O segundo mecanismo é o viés de verdade. Por razões evolutivas, o padrão de nossos cérebros é aceitar como verdadeiras todas as declarações que nos chegam à cachola. Na maioria das vezes, elas são mesmo (ou a linguagem não faria muito sentido e jamais teria se desenvolvido), e o custo de duvidar de tudo o que nos chega aos ouvidos seria demasiado alto. Paranoia é um termo leve para descrever o indivíduo que desconfia até do bom dia que lhe damos.
Se misturarmos autoengano, viés de verdade e outras birutices de nosso cérebro, como o efeito maria vai com as outras e o respeito à autoridade, encontramos terreno mais do que fértil para a mentira, tanto as pequenas como as graúdas. Políticos, até um bocadinho mais que o comum dos mortais, exploram esses recônditos da natureza humana.
O que importa do ponto de vista do eleitor é, sem cair no udenismo fácil, diferenciar as inverdades politicamente relevantes das simples bobagens de campanha. É claro que falar é mais fácil do que fazer. OK, admitamos que currículos falsos fazem parte do jogo. Deixemos de lado, também, a matemática criativa, que torna o Orçamento flexível o bastante para atender a todos os pleitos.
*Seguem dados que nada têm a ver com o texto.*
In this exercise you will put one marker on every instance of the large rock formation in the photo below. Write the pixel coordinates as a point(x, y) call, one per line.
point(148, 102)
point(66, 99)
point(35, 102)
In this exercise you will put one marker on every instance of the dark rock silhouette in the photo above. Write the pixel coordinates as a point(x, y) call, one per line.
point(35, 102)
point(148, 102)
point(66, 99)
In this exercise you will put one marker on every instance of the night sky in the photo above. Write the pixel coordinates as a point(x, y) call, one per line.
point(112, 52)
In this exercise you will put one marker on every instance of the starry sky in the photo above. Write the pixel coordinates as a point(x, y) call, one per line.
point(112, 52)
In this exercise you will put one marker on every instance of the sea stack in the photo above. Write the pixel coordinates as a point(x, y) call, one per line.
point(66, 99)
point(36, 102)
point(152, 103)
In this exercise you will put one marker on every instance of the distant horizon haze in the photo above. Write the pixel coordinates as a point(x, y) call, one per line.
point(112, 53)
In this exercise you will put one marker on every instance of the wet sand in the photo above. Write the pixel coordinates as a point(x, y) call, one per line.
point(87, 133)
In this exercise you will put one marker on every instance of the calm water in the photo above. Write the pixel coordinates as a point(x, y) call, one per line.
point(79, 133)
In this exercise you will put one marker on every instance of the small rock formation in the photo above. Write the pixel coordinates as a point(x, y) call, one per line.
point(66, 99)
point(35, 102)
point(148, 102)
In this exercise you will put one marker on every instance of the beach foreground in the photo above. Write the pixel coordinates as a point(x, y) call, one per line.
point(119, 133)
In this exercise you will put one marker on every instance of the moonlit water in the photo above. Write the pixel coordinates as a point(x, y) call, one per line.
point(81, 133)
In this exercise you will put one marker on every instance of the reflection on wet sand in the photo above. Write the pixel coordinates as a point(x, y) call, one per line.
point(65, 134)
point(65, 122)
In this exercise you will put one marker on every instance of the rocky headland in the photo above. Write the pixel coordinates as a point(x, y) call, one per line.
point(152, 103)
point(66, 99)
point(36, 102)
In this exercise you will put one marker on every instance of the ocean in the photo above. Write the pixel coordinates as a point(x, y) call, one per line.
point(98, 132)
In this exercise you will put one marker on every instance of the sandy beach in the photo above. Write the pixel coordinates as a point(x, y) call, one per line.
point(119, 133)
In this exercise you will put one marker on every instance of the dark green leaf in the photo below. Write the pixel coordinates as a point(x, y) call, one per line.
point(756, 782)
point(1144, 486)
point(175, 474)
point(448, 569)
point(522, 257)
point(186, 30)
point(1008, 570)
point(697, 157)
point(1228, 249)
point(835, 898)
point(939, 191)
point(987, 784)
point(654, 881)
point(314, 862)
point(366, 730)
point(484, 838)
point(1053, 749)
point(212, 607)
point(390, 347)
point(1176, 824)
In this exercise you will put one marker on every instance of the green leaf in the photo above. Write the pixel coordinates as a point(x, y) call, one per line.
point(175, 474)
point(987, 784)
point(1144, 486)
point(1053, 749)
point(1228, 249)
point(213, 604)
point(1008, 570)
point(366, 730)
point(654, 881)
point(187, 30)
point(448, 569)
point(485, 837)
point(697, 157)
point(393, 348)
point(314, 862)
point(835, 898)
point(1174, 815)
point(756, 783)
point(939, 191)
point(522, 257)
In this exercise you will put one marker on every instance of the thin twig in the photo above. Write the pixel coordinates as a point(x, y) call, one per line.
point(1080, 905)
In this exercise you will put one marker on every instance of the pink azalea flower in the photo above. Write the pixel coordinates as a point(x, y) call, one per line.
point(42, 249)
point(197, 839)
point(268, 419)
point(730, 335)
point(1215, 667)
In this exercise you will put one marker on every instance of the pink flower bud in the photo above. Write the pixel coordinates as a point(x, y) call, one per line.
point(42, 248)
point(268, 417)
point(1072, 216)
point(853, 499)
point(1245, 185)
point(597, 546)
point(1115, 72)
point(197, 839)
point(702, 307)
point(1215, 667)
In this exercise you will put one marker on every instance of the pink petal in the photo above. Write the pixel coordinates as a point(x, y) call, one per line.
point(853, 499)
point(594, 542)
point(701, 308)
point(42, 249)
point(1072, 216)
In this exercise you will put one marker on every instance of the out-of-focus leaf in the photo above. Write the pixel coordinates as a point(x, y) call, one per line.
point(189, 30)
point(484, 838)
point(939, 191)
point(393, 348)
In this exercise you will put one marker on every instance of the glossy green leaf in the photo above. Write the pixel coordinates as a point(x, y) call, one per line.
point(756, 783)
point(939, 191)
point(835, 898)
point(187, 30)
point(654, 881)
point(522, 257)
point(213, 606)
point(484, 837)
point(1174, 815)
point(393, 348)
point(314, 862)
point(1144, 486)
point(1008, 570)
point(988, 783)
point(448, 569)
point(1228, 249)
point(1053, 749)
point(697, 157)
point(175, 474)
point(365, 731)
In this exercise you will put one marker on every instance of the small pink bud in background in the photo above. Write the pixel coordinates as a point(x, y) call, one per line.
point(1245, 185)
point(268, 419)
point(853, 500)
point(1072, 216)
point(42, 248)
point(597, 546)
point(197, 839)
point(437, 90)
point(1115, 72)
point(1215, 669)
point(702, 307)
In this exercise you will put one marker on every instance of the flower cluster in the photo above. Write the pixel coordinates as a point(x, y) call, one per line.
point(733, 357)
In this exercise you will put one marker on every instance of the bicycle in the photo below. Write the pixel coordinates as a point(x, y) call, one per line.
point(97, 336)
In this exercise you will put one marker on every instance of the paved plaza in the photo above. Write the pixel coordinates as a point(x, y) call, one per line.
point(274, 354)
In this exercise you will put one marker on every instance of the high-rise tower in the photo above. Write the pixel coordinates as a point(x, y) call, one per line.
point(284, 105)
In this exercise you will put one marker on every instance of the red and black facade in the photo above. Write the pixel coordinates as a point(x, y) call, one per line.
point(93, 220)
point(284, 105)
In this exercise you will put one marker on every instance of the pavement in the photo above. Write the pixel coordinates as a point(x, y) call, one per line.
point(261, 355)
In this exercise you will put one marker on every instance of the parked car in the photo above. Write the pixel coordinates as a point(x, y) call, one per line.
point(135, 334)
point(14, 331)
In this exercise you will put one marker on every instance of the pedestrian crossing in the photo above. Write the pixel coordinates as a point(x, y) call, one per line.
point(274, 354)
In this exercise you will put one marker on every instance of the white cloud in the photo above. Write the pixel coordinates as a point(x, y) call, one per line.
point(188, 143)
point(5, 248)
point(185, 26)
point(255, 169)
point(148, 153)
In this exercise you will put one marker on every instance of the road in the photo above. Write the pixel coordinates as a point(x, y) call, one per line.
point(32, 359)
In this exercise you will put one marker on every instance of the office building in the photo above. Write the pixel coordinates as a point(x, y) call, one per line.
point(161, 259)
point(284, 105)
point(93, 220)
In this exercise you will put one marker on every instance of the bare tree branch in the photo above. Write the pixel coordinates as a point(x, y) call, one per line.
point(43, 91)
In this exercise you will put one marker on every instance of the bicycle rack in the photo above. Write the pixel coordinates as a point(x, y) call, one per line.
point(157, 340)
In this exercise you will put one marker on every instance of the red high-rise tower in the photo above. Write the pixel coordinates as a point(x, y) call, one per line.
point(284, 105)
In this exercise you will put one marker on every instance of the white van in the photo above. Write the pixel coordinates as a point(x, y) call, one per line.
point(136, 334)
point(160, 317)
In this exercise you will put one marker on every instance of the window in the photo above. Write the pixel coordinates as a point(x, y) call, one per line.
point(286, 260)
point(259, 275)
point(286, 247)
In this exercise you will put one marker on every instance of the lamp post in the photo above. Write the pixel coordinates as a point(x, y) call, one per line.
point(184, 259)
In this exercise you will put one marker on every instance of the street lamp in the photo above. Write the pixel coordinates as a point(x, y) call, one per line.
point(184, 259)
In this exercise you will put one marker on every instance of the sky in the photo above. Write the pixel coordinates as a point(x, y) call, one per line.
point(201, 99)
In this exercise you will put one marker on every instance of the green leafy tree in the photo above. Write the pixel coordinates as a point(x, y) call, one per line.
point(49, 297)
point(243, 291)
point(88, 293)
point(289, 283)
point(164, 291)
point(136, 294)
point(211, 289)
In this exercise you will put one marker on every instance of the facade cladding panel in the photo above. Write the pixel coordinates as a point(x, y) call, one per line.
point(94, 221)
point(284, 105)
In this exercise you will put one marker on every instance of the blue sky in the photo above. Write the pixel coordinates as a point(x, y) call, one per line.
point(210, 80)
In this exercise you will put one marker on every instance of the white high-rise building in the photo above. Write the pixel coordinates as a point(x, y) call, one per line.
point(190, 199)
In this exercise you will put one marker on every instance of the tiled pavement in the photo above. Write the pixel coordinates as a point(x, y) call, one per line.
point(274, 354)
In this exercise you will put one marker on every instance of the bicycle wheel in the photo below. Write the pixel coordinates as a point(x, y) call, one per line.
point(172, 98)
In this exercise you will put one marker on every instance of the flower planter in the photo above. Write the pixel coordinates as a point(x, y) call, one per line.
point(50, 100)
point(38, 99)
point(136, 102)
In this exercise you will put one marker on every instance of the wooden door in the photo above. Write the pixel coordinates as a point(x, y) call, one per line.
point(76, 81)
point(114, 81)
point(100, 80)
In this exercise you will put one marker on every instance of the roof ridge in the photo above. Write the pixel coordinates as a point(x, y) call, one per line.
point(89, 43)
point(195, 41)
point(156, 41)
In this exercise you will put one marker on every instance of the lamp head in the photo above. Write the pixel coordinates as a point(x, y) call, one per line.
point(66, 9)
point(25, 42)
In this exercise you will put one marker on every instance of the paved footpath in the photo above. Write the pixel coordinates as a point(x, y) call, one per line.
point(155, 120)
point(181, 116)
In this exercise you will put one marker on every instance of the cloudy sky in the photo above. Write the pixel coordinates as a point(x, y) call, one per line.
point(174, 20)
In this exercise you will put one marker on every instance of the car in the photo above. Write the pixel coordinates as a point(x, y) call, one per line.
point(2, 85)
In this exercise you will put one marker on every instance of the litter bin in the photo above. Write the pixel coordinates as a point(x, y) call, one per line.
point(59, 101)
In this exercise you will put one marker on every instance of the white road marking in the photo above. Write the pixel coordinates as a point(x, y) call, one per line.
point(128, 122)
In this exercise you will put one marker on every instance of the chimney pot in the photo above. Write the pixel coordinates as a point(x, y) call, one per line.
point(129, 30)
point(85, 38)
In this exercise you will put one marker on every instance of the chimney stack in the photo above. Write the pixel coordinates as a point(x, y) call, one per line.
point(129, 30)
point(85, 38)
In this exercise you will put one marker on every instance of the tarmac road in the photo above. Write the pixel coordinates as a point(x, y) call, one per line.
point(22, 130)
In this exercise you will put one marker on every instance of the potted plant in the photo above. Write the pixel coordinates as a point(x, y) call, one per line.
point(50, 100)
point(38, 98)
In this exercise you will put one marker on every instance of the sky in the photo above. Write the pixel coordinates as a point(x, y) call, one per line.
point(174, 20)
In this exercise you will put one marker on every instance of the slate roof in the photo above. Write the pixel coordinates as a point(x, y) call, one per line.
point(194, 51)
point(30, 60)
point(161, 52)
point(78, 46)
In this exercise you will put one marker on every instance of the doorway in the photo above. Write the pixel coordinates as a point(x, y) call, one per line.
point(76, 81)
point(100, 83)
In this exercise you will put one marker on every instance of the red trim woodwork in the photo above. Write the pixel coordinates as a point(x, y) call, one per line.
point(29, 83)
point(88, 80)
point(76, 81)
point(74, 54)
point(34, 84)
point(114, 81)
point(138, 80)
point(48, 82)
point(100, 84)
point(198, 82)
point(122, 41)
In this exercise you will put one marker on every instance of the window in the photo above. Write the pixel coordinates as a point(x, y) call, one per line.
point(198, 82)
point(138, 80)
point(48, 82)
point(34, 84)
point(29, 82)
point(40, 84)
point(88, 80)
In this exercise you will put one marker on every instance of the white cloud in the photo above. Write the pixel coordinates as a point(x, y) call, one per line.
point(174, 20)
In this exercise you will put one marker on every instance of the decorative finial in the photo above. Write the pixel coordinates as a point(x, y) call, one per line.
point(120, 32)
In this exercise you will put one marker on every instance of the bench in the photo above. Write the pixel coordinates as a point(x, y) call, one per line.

Nesse contexto, desconsidere, ainda, que os dois candidatos que foram para o segundo turno se intitulam economistas. Mas será que agnósticos se prostrando e comungando também são uma mentirinha inocente? E quanto a trair posições de uma vida inteira? Como eu disse no início, as respostas a essas perguntas dependem da visão de mundo de cada eleitor. Não deveria fazê-lo, mas lembro que, ao contrário do que dizem o TSE e a cartilha do politicamente correto, anular ou voto ou simplesmente fugir da urna (a multa, se não me engano, é de R$ 3,00) são opções legítimas para quem se sente sem opções.